Tumi Masite is a multi-talented man who dreamt of turning the street he lives on into a tourist Mecca in Alexandra north of Johannesburg.
Tumi stays on the same street where Nelson Mandela once rented a room in the 1940s. That was when Alexandra was called the “Dark City” due to having no electricity when the rest of Johannesburg was lit up at night.
“My intention was to make 7th Street and Hofmeyer Streets buzz like Vilakazi Street in Soweto,” he said. “That has been my dream ever since I realised that I was staying in the same Street the icon embraced.”
Tumi is the owner of the Ekasi gym, once visited by Arnold Schwarzenegger, Reg Park and Richard Branson. He sells his drawings and paintings to tourists from all over the world and has a tattoo parlour.
He is a well known figure in Alex. He gave a beautiful painting to former President Jacob Zuma in 2012 while the ANC was celebrating 100 years of existence and has hosted local boxing championships.
But like thousands of others, Covid-19 crushed his dreams and destroyed his businesses – now he is drowning in debt.
He told Scrolla.Africa from his home in Alexandra that everything stopped in March last year when the government introduced lockdown regulations.
No one came for tattoos as restrictions were introduced, and tourists who used to buy his paintings stopped travelling as borders were closed.
He kept the hope alive that things would get better, and breathed a sigh of relief when people started coming back to his gym.
But there was no money in their pockets.
“When I asked for subscription fees, they would tell me that they too have lost jobs.”
The father of three had to provide for his family so he sold some gym equipment, his television set and a washing machine and went to borrow money from the bank.
But now he is drowning in even deeper debt.
He said the couple has had to pack up the place they were living. His girlfriend has gone to stay with her gogo on the other side of Alex with the children. He has gone to stay with his gogo.
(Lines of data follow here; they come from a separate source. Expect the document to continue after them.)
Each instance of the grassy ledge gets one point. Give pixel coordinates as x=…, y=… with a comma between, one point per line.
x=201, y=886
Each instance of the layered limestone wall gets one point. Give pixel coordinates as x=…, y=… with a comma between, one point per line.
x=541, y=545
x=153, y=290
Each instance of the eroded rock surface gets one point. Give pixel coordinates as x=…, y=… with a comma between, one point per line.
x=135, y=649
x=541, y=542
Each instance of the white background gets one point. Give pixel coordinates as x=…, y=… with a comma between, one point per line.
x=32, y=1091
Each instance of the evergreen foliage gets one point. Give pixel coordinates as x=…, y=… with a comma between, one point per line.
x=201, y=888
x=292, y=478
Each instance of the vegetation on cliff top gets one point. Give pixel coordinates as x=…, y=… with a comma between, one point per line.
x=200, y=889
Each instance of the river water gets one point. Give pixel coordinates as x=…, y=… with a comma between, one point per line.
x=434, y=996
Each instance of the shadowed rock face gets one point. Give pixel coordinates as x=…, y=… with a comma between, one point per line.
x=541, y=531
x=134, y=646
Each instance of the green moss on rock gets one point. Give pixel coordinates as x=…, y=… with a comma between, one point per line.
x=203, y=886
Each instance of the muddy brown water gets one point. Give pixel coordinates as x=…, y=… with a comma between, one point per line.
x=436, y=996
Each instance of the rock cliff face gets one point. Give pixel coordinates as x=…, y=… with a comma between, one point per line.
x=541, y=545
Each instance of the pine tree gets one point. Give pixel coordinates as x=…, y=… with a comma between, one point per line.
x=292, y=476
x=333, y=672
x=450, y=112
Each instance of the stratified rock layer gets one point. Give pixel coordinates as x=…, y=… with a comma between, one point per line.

His girlfriend, 28-year-old Sizakele Zuma, lost her job as a waitress during level five of lockdown.
The couple said Tumi’s uncle who works at charity organisations as a driver delivered food parcels to them. “My uncle has been helping us a lot.”
Tumi said in a normal world, he used to make nearly R20 000 a month from all his activities.
“Now I cannot make R1000 these days. How life has changed.”